The event itself was judged and set rolling by three accomplished elocuters in Aditya Birla Group’s HR Director Dr Santrupt Mishra, Mr Sunil Alagh of Britannia fame, the young Rajya Sabha MP Jai Panda and Business Today Editor Sanjoy Narayan.
Warning the finalist teams from IIFT-Delhi and Komal Puri and Siddhesh Ranade of Sydenham Institute of Management Studies, Research and Entrepreneurship Education, Mumbai that Dr Mishra’s double PhDs would make him a very keen-eyed judge, host Harsha Bhogle threw the session open for a debate on ‘Indian managers are global but Indian companies are not’.
The MBA student team from IIFT speaking in favour of the motion used Pepsi CEO Indira Nooyi’s example to establish that Indian managers had broken into the global league. However, they said that absence of significant global operations, outdated accounting systems and the family-managed nature of Indian businesses made Indian companies not fit to be called global yet.
The Sydenham team on the other hand stressed on the quality, innovation and scales of Indian IT companies Tata Consultancy Services and Infosys to speak against the motion and establish that Indian companies had in fact gone global.

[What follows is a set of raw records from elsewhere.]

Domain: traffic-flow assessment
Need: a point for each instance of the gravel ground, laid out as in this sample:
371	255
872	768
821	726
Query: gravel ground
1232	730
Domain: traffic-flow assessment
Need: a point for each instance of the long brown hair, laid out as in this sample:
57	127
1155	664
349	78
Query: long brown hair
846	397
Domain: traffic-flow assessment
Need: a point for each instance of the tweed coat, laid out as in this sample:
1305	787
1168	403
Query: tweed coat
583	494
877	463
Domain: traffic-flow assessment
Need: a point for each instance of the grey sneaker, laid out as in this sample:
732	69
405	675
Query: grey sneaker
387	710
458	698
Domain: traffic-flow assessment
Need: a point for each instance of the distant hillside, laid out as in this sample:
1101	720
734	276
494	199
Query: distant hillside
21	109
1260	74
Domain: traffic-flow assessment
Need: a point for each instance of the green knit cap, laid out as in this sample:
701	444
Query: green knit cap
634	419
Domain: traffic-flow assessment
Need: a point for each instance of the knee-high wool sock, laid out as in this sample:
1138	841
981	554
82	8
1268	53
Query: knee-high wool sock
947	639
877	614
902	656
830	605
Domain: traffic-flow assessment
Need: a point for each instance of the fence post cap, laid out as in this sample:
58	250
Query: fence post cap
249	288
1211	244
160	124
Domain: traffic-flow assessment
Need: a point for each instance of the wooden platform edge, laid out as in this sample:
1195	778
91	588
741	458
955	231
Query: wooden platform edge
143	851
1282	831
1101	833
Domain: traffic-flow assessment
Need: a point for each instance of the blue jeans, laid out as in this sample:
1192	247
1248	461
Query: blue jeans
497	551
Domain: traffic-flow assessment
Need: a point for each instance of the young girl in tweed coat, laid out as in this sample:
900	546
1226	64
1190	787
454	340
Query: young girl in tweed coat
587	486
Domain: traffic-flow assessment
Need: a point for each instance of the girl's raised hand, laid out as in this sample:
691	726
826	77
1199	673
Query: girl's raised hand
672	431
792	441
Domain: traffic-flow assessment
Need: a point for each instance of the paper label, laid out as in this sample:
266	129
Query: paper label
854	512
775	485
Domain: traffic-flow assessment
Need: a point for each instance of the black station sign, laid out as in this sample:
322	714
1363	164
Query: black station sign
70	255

Things got more interesting in the question answer session that followed, when IIFT pointed out that TCS and Infosys could not have surged ahead if it were not the extended tax holiday from the government. Sydenham lost the edge somewhere around this time with a wrongly timed and weak argument, shifting the balance and eventually the championship title in IIFT’s favour.
Closing the debate, Mr Sunil Alagh raised the question of whether Indian managers could really be called global since the middle management in Indian companies had not quite evolved to that level.
“The lady from Sydenham (Komal Puri) gave the most compelling argument in the debate when she spoke about TCS and Infosys and I relate to the data she provided,” event judge Dr Santrupt Mishra told PaGaLGuY.com after the event. “However, as a team and in terms of presentation the IIFT team was better,” he added.
Business Today Editor Sanjoy Narayan said that IIFT had from the beginning maintained an edge in terms of defining the topic, presentation and strength of arguments. “But at the end of the day, it is the quality of interpretation of the topic that is more important in a debate,” he added.